Google -- where SRE originated -- advises that a specific SRE team should be set up to minimize toil. For many organizations, this might not be attractive or possible. Instead, they can embed the main concepts around toil minimization through implementation of SRE approaches into development and operational teams.

The aim should not be to completely eliminate toil -- there will always be tasks that cannot be magicked away. Certain work, such as better application of systems management tools or a more efficient platform monitoring approach, add no direct value to the business -- but are not toil. They lay the foundation for improved toil management and bring discernible value to the business over time as the platform becomes more reliable through improved engineering.

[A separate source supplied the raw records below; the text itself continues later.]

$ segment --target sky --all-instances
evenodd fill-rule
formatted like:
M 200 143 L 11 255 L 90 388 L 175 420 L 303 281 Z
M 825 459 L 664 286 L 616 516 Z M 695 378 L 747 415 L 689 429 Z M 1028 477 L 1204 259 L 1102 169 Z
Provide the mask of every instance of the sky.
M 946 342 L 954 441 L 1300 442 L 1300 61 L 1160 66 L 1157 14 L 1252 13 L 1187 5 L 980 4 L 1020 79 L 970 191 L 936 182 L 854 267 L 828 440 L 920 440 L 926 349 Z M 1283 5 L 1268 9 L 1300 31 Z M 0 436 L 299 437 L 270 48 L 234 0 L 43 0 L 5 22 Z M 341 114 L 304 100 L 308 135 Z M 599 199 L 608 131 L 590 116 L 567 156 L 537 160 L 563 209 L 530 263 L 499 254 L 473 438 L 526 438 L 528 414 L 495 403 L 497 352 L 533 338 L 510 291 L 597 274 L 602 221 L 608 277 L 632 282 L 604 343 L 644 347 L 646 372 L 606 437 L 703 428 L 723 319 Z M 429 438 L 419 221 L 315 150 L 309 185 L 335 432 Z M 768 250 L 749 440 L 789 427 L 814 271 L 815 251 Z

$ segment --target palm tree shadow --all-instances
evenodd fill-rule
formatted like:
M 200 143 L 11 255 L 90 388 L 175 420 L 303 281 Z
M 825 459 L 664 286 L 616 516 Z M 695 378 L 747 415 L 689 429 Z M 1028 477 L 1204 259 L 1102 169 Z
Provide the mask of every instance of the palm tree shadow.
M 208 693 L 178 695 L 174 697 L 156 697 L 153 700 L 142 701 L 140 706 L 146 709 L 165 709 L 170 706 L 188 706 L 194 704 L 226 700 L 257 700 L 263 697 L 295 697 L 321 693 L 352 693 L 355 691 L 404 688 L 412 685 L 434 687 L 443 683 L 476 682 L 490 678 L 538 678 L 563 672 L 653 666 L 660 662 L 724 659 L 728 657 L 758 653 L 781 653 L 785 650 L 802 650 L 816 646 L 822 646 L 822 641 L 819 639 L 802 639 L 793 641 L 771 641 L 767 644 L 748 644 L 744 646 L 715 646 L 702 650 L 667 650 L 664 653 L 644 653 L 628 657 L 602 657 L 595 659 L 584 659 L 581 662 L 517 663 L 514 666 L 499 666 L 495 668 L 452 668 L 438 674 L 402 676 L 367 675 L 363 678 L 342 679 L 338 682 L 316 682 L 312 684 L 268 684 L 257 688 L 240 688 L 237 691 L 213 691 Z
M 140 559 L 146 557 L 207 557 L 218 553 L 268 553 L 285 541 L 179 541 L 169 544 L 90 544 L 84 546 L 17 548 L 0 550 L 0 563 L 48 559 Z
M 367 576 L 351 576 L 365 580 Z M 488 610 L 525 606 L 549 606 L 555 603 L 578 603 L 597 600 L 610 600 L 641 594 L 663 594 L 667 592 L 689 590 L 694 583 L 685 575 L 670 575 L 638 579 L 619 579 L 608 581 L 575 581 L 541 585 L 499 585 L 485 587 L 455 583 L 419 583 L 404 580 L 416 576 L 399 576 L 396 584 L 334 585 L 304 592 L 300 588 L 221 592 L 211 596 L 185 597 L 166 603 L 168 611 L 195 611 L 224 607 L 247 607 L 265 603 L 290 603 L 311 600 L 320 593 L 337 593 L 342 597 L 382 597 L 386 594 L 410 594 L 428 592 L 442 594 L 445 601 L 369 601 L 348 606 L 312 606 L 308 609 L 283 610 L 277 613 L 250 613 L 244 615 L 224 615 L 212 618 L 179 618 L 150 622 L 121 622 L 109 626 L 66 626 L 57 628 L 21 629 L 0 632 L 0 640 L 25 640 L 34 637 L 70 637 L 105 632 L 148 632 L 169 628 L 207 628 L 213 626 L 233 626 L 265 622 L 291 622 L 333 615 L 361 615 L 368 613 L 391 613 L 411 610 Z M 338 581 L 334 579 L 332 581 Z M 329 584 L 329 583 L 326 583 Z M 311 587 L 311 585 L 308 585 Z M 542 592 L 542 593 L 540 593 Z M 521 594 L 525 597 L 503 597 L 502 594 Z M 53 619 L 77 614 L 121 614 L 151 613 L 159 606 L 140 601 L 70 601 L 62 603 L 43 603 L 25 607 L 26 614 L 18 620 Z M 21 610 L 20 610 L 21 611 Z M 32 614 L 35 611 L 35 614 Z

Frighteningly, and as recently as a decade ago, the costs of toil could be up to 80% of an IT operations group's budget. Increasing equipment reliability, improved systems management tools and the increased use of automation have reduced the costs -- but they remain a strong approach.

Even if an IT group has reached a 50/50 split between toil and value-added IT work, a move to 40/60 is a 20% increase to the IT budget allocated to value-add -- without any change in the overall IT funding. At the 80/20 level, a 10% shift means adding a half to actual value-add spend.